Grand styliste, Brian De Palma s’est toujours concentré sur l’aspect visuel de ses films. "Passion" n’échappe pas à la règle, même si le fond passe cette fois au bleu au profit de la forme "Je ne suis pas un grand admirateur des caméras à l’épaule qui bougent tout le temps. C’est censé rendre cela plus réel ? L’acteur sera-t-il meilleur ? Je pense qu’on a perdu le sens de la beauté au cinéma et chaque fois que j’ai l’occasion de le retrouver, je le fais."

Réalisateur formaliste, baroque souvent, expérimental parfois, De Palma aime aussi jouer avec les codes du thriller.

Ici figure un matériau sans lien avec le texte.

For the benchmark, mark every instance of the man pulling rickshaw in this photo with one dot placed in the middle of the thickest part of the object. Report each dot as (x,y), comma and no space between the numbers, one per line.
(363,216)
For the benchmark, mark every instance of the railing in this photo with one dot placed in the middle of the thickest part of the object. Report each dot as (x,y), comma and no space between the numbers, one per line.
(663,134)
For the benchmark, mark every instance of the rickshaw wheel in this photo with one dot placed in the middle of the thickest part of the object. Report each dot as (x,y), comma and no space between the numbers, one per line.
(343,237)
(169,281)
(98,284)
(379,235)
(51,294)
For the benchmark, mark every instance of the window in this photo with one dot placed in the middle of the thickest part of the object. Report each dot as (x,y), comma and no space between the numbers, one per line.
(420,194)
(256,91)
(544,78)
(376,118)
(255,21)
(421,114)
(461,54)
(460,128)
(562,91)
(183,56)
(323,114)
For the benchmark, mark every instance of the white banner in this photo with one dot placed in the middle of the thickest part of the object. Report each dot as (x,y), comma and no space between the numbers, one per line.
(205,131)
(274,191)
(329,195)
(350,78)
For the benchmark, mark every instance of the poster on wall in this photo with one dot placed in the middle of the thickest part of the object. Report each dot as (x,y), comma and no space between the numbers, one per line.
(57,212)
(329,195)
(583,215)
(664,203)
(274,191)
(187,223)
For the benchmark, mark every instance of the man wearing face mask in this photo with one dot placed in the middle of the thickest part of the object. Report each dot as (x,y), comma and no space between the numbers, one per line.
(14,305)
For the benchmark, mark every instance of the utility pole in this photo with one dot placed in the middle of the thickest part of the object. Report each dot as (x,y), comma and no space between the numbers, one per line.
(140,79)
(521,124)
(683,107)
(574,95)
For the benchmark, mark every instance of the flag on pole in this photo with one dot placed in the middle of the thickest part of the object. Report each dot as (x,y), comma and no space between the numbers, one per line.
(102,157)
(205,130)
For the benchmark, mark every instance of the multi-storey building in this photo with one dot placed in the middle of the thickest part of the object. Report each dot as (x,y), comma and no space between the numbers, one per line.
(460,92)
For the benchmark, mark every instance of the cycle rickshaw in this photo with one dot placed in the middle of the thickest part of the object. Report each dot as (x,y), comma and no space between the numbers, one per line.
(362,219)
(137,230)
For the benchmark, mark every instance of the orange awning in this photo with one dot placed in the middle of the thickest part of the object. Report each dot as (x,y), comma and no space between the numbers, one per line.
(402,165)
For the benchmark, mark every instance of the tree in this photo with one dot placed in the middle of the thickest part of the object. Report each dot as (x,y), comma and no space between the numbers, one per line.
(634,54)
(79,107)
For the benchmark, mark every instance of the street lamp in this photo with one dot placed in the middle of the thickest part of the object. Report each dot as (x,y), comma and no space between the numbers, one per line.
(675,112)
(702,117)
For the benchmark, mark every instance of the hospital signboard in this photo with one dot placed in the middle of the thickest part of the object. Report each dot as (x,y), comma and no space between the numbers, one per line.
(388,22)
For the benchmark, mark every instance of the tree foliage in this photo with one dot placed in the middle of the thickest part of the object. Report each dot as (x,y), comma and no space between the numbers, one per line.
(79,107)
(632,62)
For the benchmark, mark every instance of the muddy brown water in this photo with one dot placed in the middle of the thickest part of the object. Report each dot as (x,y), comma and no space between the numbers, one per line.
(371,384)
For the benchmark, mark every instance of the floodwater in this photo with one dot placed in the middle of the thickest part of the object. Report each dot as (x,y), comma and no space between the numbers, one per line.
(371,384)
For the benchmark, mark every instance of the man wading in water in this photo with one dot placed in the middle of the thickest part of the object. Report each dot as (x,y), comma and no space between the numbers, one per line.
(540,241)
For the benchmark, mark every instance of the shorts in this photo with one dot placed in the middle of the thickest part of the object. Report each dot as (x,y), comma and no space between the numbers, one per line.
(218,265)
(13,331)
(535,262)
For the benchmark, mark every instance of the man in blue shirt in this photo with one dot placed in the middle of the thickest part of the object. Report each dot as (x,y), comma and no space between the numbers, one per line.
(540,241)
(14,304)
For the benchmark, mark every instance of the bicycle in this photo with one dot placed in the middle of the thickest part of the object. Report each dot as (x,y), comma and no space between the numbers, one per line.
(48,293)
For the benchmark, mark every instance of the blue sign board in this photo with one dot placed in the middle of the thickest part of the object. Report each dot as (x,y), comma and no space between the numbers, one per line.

Tandis qu’il pratique régulièrement le remake ou la relecture de classique. "Passion", adapté de Corneau, n’échappe pas à la règle. "Pourquoi refait-on sans cesse Shakespeare ? Si l’on a un bon matériel de base, une bonne structure. ‘Scarface’ est basé sur un script du début des années 30. Oliver (Stone, NdlR) a placé cela chez les réfugiés cubains. C’est une bonne idée ! Certains remakes sont de mauvaises idées, pas celui-là... "

Pour reprendre le rôle de Ludivine Sagnier dans le film de Corneau, De Palma a choisi Noomi Rapace, révélée avec la trilogie suédoise "Millenium", tandis que la jeune Rachel McAdams (vue notamment dans "Minuit à Paris" de Woody Allen) se substitue à Kristin Scott-Thomas. "Les filles sont arrivées sur le plateau avec une idée assez précise de comment elles voulaient interagir. Elles se connaissent bien, elles ont travaillé ensemble sur ‘Sherlock Holmes 2’. Elles ont le même âge, alors que Scott-Thomas est plus âgée que Sagnier. Elles ont donc joué complètement différemment, même si elles ont beaucoup de dialogues identiques."

Un titre évocateur, une brune et une blonde, une relation fétichiste : on retrouve dans "Passion" l’érotisme cher à De Palma, même s’il ne filme aucune scène de nudité. "Les filles n’avaient aucun mal à se dénuder. On a d’ailleurs tourné quelques scènes. Pour la scène dans la chambre d’hôtel, je leur avais donné une caméra pour qu’elles se filment, seules, comme dans le porno, d’un point de vue subjectif. Et croyez-moi, elles ont fait quelques trucs sauvages ! Mais j’ai coupé et coupé Je trouvais que ce n’était pas juste, pas approprié. C’est une histoire de meurtre mystérieux. Et puis, c’est un film sur les femmes pour les femmes. Je ne pense pas que les femmes aiment les scènes érotiques trop explicites..."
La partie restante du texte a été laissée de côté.